By Laura Zuckerman
SALMON, Idaho (Reuters) - An Idaho man is recovering from cuts to his head from a black bear attack, the third in recent days in the Northern Rockies, where wildlife managers say supplies of berries and other foods favored by the animals have been reduced by drought.
Idaho Fish and Game officials said on Wednesday that the latest attack involved a bighorn sheep hunter who was bitten during a pre-dawn raid on his hunting camp in the mountains of east central Idaho.
Stephen Vouch, 29, of Boise, told the officials he was awakened from sleep early on Friday by something tugging on his hair and yelled when he realized he was being bitten by a bear.

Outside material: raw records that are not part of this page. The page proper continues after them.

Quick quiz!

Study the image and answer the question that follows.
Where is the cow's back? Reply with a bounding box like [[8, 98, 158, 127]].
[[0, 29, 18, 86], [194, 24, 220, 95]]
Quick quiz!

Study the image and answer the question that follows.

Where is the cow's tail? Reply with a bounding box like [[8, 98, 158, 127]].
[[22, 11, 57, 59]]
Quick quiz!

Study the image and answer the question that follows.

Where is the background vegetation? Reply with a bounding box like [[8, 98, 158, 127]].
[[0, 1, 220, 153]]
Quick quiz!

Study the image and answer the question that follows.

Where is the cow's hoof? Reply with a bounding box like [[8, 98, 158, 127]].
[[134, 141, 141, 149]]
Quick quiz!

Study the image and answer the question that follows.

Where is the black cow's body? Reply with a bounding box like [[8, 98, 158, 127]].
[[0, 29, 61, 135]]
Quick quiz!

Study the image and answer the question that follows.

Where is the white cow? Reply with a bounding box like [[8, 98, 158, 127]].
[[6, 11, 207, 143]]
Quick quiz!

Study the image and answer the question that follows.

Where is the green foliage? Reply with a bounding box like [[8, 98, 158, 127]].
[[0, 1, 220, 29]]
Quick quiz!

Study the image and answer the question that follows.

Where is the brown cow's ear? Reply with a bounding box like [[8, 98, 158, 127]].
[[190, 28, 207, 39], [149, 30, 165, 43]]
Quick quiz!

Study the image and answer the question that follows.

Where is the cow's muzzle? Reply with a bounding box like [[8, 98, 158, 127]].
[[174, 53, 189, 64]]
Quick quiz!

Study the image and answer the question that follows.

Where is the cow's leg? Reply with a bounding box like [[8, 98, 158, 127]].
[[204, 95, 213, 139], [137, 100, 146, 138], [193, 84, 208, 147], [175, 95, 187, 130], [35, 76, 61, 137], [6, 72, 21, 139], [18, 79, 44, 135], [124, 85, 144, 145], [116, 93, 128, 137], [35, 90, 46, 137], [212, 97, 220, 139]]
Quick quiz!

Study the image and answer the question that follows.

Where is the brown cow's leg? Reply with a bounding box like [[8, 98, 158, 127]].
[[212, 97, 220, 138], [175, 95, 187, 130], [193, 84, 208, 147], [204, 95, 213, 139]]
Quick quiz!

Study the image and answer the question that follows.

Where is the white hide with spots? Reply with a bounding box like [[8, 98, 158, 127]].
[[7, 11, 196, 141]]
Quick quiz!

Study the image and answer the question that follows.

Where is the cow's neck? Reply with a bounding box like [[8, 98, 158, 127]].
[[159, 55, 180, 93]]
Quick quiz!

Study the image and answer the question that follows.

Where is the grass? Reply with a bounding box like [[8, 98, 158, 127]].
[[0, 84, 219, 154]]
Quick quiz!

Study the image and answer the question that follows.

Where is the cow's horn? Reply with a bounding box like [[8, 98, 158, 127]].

Another member of the hunting party shot the bear at close range with a handgun and subsequently killed the wounded animal after it climbed a tree for safety.
The incident came less than a week after an elderly woman was attacked by a black bear inside her Montana home where she had been feeding the medium-sized omnivores birdseed and millet, state wildlife managers said. The woman, 85-year-old Barbara Paschke, died from her injuries on Thursday.
The Sept. 27 mauling of Paschke came the same day a hunter in Idaho suffered minor injuries from an attack by a black bear in the southeastern part of the state, the first such case in that area in 13 years, state conservation officers said.
As a rule, it is rare for black bears to attack humans, said James Jonkel, bear manager with Montana Fish, Wildlife and Parks. The recent cluster may be tied to the bruins’ unsuccessful efforts to gain sufficient fat reserves for winter hibernation, he said.
An early spring followed by an unusually hot and dry summer across parts of Idaho, Montana and Wyoming led to spare supplies of berries, the staple for the thousands of black bears that roam the region, in mountainous terrain, said Jonkel.
The hunt for food has in some instances led them to lower elevations, close to neighborhoods and towns and where water can still be found in some streams, he said.
The challenges faced by bears this fall have been compounded by people leaving out birdseed and other items that attract the animals, said Jonkel.
"Bears are smart. They're just like us – they never forget where they can get a free beer,” he said.